Turing And The Increasingly Important Case For Theory

Editor’s note: Zavain Dar is an early-stage VC at Lux Capital and Lecturer at Stanford University. He invests and supports deep technology companies leveraging advancements in Artificial Intelligence, Infrastructure, and emerging data and has taught courses on cryptocurrency and the intersections of AI, philosophy and venture. 

Like many in Silicon Valley, I recently saw Morten Tyldum’s The Imitation Game. I have a soft spot for underdog academic narratives and actually teared up. However, I couldn’t shake the feeling the film pigeonholed the breadth and depth of Turing’s work to early cryptography and its mechanized instantiation during WWII.

Cryptography aside, Turing’s work, theory and models still underline undergraduate curriculums in computer science, mathematics and philosophy. His models for computation form the basis for how mathematicians and computer scientists structure both what is solvable and the efficiency with which we can algorithmically solve answerable questions. His Church-Turing Thesis coupled with Godel’s Incompleteness Theorems still has philosophers debating the existence of universal constraints around human knowledge.

Finally, and perhaps most pressing given the ongoing renaissance in machine learning, the Turing Test remains the de facto yardstick against which we measure progress and traction in artificial intelligence.

Whereas The Imitation Game focuses on cryptography and wartime technology, there is no doubt that Turing’s work also includes AI, theoretical computer science, mathematics and even epistemology.

The realization that Turing’s work still has high relevance in both academia and industry got me thinking about how and why this is the case. What lessons can today’s technology entrepreneurs and investors pull from Turing’s intellectual longevity?
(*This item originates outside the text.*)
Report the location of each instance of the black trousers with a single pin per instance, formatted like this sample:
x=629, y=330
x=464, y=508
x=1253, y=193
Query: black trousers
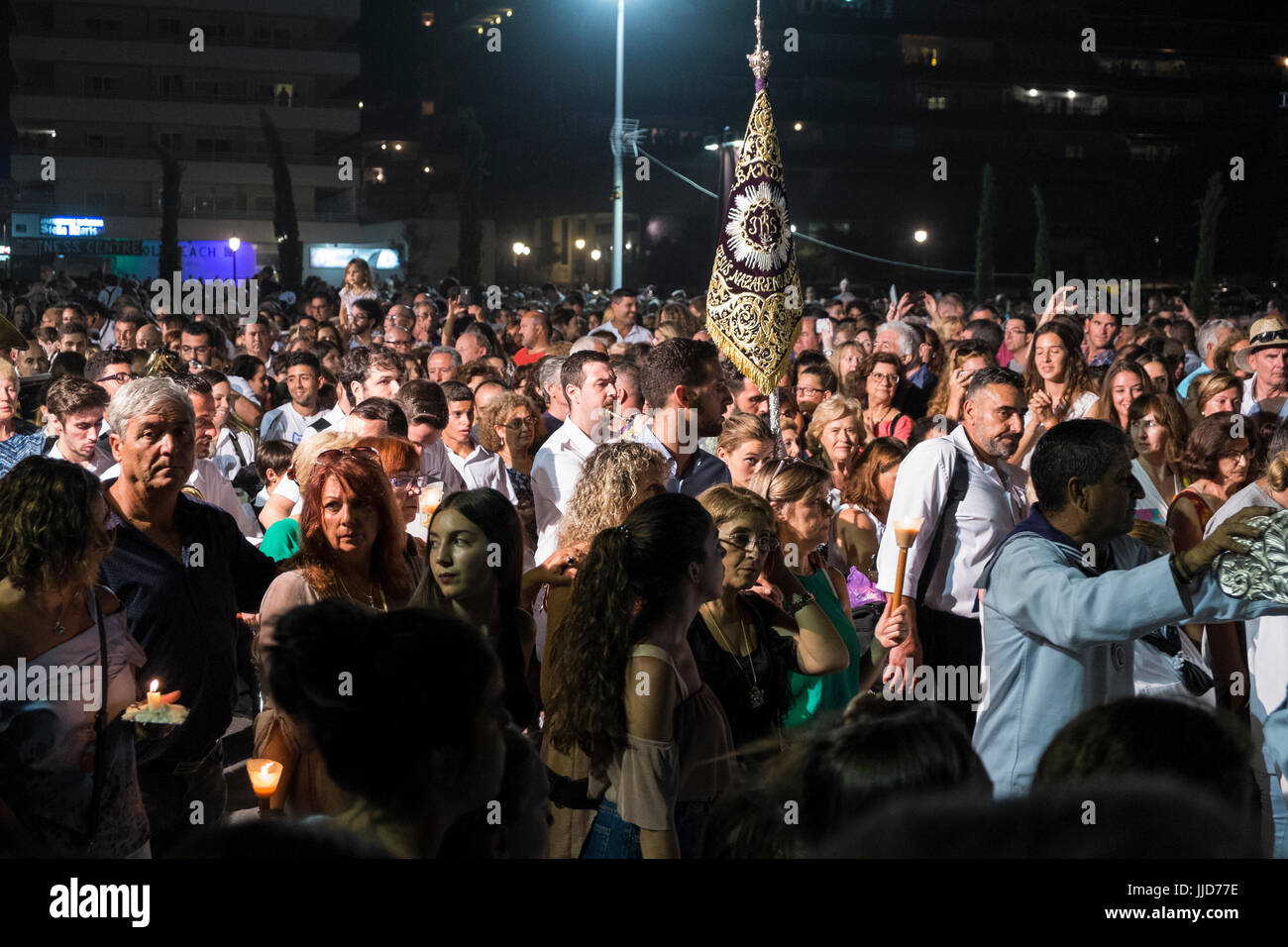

I start with a few very basic and generalized broad-stroke assumptions. (The focus on high level ‘Big-O’ approximations only seems fitting for this piece).

all-graphs

  1. With time, the state of infrastructure grows linearly. That is, infrastructure layers of software and technology have pressure to innovate and mature yet they don’t necessarily compound. The development of SQL didn’t push the standardization of TCP/IP and didn’t accelerate the advent and growth of bitcoin. While certainly some are necessary precursors to others, we see linear growth and creation here: one building off the other at a roughly constant velocity.
  2. As infrastructure grows, we see an exponential increase in the pace of innovation. Innovators no longer need to build full stack and proprietary solutions and hence are able to spend the majority of their cycles and bandwidth on the most important and differentiated components of their businesses. As such, latency in feedback loops drop, and the pace of innovation itself increases. Taking Nos. 1 and 2 into account, we get the following rule:
  3. The pace of innovations grows exponentially with respect to time. Conversely, as the pace of innovation increases, the life expectancy or expected window of relevancy for the status quo decreases. This should intuitively check out: The more innovation there is, the more disruption occurs, the shorter any one entity can retain hegemony without being thwarted by a disruptive upstart. Calculus aside, let’s take for granted that this too has a linear relationship.
  4. Life expectancy of the status quo decreases linearly as pace of innovation increases. And combining Nos. 3 and 4, we get our final result:
  5. Life expectancy of the status quo decreases exponentially with time. This is perhaps the most interesting. We have an argument that knowledge, hegemony, and power associated with the current status quo is becoming increasingly less valuable and stable. For example, top software companies from the late 80s and 90s had less pressure to innovate because the technology was more difficult to disrupt and hence had longer shelf lives. Over time, infrastructure matured, the pace of innovation increased, the potential of disruption grew, and the inertia associated with the current state, or status quo, dropped.

How does Turing’s work relate to this pseudo-anthropologic and economic postulating? Well, etched in Turing’s work was his ability to cut through the engineering limitations of his time and grapple with the underlying theory. By decoupling the current state of the art from the theoretical ground truth, Turing produced work that hasn’t lost applicability and has shown a near infinite shelf life.

His work today carries just as much, if not more (given the just-now relevant engineering possibilities), applicability as it did during his own time. This isn’t wholly dissimilar from how theoretical physicists working on chalk boards view their work in juxtaposition to applied physicists in cutting-edge linear accelerators.

As the window of relevancy for the status quo shrinks, investors and entrepreneurs alike must shift emphasis toward a Turing-like approach and work to hone a deeper understanding of underlying theory associated with the applied engineering of the day-to-day.

While technology and technology hegemony is increasingly vulnerable to disruption, we can use a sound grasp of baseline theory to start, build and invest in companies that aren’t fully dependent on the status quo but rather are aware of the accelerating state of art.

As seen through the longevity of Turing’s work, the increasing pace of innovation highlights the increasing importance of theoretical understanding for entrepreneurs and investors alike.